Infection Prevention and Long-Term Care Facilities
To gain insights into what is happening in long-term care facilities in regards to healthcare-associated infections (HAIs), common infections, prevalence/incidence data, and current nursing practices that can help prevent/reduce infection rates.
- According to James Cleeman, MD, director of AHRQ’s Healthcare-Associated Infections Program, “Healthcare-associated infections are a critical problem facing the healthcare system.”
- In the US, approximately 1.5 million people are living in 16,000 nursing homes.
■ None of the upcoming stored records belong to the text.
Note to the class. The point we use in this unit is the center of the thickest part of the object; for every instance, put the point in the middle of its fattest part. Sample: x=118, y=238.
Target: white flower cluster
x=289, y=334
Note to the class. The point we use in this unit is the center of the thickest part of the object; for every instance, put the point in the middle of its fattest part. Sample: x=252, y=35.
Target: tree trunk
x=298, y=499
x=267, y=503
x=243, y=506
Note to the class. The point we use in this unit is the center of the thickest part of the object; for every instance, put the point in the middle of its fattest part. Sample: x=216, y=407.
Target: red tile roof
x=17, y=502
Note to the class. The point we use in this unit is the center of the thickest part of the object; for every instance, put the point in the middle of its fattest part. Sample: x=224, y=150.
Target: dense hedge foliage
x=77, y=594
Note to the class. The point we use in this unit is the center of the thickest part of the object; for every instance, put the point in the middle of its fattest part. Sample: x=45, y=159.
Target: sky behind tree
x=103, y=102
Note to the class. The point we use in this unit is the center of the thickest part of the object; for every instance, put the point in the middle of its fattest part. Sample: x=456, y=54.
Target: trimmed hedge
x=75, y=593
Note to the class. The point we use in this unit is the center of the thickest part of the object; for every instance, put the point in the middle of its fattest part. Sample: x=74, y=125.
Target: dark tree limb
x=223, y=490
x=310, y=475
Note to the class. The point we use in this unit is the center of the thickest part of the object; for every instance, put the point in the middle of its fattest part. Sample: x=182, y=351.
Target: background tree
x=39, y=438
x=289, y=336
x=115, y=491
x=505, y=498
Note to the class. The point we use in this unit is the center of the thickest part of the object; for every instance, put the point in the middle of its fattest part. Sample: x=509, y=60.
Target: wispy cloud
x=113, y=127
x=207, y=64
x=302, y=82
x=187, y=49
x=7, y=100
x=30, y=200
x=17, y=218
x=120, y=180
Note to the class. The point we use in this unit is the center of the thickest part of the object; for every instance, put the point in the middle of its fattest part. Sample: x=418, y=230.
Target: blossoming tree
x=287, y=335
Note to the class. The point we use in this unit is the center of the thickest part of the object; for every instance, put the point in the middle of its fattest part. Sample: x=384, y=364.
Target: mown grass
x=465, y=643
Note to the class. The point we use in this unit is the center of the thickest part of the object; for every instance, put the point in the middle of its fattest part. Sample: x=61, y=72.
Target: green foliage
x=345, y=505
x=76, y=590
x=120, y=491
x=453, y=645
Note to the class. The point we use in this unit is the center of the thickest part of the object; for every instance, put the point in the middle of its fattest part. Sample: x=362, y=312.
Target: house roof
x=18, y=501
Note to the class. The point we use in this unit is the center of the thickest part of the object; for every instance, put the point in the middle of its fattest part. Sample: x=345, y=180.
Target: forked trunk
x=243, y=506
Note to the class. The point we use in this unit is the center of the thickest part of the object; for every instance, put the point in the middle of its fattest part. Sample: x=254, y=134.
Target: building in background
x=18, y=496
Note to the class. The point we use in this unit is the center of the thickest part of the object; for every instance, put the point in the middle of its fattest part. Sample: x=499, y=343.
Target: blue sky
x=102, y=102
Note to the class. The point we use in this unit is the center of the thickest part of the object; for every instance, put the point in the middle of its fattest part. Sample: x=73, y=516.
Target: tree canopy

- In a study published in 2017, findings revealed that an estimated 1.6 million to 3.8 million cases of infections are reported in long-term care facilities every year.
- Estimates show that infections in long-term care institutions could lead to the death of as many as 380,000 people.
- There is an urgent need to address healthcare-associated infections even as the nursing home population is expected to reach about 5.3 million people by 2030.
- According to a study from Columbia University School of Nursing, efforts to protect residents of long-term facilities from preventable diseases and infections must be increased.
- The study also found that infection rates for urinary tract infections (UTIs), viral hepatitis, septicemia, wound infections, multiple drug-resistant organisms (MDROs), and pneumonia had increased over a period of five years.
- Recent remodeling data suggests that "substantial reductions in resistant bacteria, like MRSA, can be achieved through coordinated activities between health care facilities in a given region."
- Associated financial benefits associated with prevention practices could be between $25 billion and $31.5 billion in medical cost savings.